The Director, OFIs Supervision Department, CBN, Nkiru Asiegbu, who disclosed this in a letter addressed to the OFIs, some of which include Finance Houses, microfinance banks, Bureau De Change, explained that the decision to extend the deadline was due to the lockdown in most cities as result of the COVID-19.
The CBN explained: "Pursuant to the provisions of Section 27 (1)(a) of BOFIA, all banks and OFIs are required to forward the audited financial statements of each financial year to the CBN for approval before the end of the fourth month following the year to which they relate.
"Accordingly, the 2019 audited financial statements should have reached the CBN on or before April 30th, 2020. However, we have observed that the lockdown of most cities in the country due to the coronavirus pandemic has restricted the engagement of external auditors and the daily operations of all OFIs across the country.
"Therefore, the deadline for submission has been extended by three months. For the avoidance of doubt, all OFIs are required to submit the 2019 audited financial statements on or before July 31, 2020. Please note that the CBN will monitor compliance with the extended date and defaulters would be sanctioned accordingly."

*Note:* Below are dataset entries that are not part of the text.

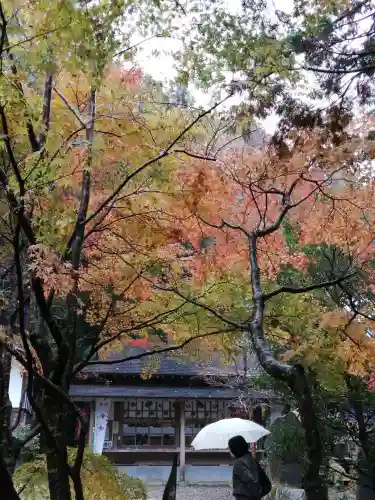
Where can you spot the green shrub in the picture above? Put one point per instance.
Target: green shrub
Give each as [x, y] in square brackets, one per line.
[101, 480]
[286, 443]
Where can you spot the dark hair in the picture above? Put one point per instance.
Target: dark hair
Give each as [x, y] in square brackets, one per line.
[238, 446]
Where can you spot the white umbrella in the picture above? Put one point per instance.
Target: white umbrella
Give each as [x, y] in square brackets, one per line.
[216, 436]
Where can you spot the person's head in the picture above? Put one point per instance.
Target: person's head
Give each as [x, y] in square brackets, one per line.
[238, 446]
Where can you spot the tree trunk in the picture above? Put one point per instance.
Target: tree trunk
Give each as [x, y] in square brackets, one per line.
[6, 441]
[57, 459]
[8, 491]
[312, 480]
[366, 481]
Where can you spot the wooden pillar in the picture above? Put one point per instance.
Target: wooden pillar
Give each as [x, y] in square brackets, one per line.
[182, 441]
[91, 425]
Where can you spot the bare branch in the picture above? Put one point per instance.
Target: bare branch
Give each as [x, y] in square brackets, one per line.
[162, 350]
[69, 106]
[307, 288]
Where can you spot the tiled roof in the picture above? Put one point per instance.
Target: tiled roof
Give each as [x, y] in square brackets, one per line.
[108, 390]
[169, 365]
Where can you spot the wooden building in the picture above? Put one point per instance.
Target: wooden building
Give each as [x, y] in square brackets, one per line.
[140, 423]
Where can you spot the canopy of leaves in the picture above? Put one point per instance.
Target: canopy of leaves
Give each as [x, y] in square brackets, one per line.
[100, 480]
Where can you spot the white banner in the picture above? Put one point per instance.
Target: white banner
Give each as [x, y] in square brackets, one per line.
[101, 418]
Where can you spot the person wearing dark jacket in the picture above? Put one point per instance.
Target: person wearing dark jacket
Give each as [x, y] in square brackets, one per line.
[246, 480]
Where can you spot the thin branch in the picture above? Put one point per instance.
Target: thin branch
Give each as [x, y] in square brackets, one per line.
[69, 106]
[307, 288]
[162, 350]
[153, 160]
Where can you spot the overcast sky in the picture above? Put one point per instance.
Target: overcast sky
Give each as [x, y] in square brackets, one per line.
[160, 65]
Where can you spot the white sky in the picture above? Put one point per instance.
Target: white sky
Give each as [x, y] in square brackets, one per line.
[156, 58]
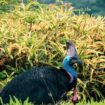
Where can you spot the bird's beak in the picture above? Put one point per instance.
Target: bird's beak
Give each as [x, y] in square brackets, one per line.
[71, 51]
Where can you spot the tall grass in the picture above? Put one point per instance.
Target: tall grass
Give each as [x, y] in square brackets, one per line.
[31, 36]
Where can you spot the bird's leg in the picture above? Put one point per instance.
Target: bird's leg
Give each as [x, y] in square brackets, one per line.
[75, 96]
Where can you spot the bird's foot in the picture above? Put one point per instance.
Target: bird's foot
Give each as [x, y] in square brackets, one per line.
[74, 98]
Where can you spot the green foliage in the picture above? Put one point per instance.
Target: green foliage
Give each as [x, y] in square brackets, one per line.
[26, 102]
[29, 37]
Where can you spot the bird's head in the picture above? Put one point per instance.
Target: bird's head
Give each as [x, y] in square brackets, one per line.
[71, 57]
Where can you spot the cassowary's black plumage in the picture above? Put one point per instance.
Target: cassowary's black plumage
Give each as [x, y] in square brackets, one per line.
[41, 85]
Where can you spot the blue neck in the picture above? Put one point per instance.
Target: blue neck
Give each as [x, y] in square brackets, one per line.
[68, 67]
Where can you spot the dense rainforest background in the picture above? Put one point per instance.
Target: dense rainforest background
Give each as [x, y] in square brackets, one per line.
[34, 32]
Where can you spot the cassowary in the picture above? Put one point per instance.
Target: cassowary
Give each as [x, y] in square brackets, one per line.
[45, 84]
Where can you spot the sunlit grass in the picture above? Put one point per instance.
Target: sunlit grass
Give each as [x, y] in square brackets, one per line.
[29, 37]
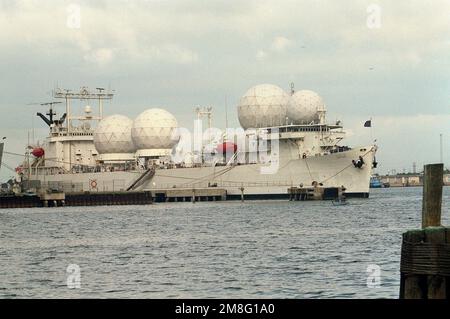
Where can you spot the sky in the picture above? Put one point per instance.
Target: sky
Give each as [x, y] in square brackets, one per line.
[385, 60]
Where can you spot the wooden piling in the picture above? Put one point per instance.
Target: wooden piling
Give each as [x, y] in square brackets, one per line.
[432, 195]
[425, 257]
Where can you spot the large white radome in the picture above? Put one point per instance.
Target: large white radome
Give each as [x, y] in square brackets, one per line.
[113, 135]
[154, 129]
[305, 107]
[263, 105]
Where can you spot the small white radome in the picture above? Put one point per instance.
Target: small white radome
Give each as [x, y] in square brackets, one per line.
[113, 135]
[155, 129]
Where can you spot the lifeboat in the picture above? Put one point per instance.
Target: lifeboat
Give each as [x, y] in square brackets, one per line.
[227, 148]
[38, 152]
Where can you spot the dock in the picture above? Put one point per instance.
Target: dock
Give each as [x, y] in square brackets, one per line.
[60, 199]
[315, 193]
[189, 194]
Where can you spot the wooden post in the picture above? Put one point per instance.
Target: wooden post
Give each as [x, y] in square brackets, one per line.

Meanwhile, the Nigeria Employers' Consultative Association (NECA) has applauded the Monetary Policy Committee (MPC) over its decision to reduce the Monetary Policy Rate (MPR) from 13.5 per cent to 12.5 per cent.
In a statement issued by the Director-General of NECA, Dr. Timothy Olawale, the association said the development signalled a pro-growth response, that could lead to reduction in the cost of credit, increase investment and impact positively on output growth, in order to address the current global challenges.
"We applaud the current decision of the MPC, which aligned perfectly with the association's earlier recommendation.
"It is our belief, that the committee understands that high interest rate is a risk to the economy at this time.
"We, therefore, called for synergy between the fiscal and monetary policy in order to move the economy, which is already in bleeding stage.
"Development of more robust and coordinated stimulus packages for the sectors that are worst hit by the pandemic, and opening up the non-oil economy for more productivity, to reduce the shock expected from falling global oil prices, would be a welcome development in pulling the economy from nose-diving into recession."
NECA noted, however, that the MPC held other key parameters unchanged as the Cash Reserve Requirement (CRR) was left at 22.7 per cent while the liquidity ratio was kept at 30 per cent. The committee also retained the asymmetric corridor around the MPR at +200/-500bps.
"With the negative effects of COVID-19, twin challenge of the global oil prices, and over-exposure of our economy to external shocks, this decision, is a welcome development that the monetary authority by easing its policy in order to protect the economy," the association said.